3. A member of the British Royal Family is visiting your country and you
are the Prime Minister. How do you behave to show them how respectful
you are?

a) With all the proper dignity that she deserves in her position as Head
of the Commonwealth.
b) With respect, but without being too sycophantic about it. You can
show respect in lots of different ways.
c) Slap her on the back at the airport and go: "Har ya doin', Sheila?
G'day, mate. Dinkum, sport." Fart, burp, scratch your fucking arse and
behave like a complete twat all through her visit because you couldn't
give a fuck. Who the fuck is she anyway?

4. Your national cricket team is beaten by the West Indies, hammered 5-0
in a test series. How do you show grace in defeat?

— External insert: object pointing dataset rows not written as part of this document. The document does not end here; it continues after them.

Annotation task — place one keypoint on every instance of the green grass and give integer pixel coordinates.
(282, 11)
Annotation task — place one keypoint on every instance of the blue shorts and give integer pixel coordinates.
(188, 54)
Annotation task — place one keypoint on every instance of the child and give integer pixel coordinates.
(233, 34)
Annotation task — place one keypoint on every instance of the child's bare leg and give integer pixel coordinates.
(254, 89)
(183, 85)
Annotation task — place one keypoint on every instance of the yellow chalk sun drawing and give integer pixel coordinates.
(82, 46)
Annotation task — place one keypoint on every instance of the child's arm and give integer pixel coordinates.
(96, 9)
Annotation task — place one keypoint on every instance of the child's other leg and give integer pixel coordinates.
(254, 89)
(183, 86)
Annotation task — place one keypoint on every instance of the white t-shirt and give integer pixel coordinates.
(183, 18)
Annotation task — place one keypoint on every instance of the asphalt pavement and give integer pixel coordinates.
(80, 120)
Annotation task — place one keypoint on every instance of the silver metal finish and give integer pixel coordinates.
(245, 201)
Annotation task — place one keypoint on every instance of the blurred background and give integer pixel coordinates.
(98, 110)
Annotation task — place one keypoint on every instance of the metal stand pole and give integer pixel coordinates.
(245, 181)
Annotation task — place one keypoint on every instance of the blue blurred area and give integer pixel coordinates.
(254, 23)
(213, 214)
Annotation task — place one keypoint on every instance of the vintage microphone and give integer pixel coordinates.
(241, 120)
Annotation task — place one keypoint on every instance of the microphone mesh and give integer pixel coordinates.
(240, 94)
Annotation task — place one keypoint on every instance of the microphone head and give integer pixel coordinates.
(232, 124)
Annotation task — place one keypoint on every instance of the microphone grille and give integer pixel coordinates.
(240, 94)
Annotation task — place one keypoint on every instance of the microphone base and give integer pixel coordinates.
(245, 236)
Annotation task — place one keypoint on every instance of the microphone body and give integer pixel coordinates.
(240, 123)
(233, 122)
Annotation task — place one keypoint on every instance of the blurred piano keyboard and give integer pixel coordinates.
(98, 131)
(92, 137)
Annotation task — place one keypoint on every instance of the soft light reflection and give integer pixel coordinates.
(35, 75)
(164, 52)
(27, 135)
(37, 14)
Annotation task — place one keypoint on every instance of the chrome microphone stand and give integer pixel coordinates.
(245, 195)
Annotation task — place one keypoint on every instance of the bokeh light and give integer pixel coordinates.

a) By saying how great they must have played to beat you.
b) By telling the world you are proud to have been beaten by such a
great side.
c) Black bastards. Fixed. What can you do when the fucking umpire's a
spear-chucker as well? Cunts.

5. Your national cricket team beats the West Indies 5-0 in a test
series. How do you show grace in victory?

a) By saying you must have played brilliantly to beat one of the
greatest sides in the world.
b) By telling the world you are proud to have won and that it was closer
than the scores suggest.
c) Black bastards. Fucking shit they were. Whoever said coons could play
cricket must have been fucking drunk, mate.

6. You go to the toilet and sit down. What happens next?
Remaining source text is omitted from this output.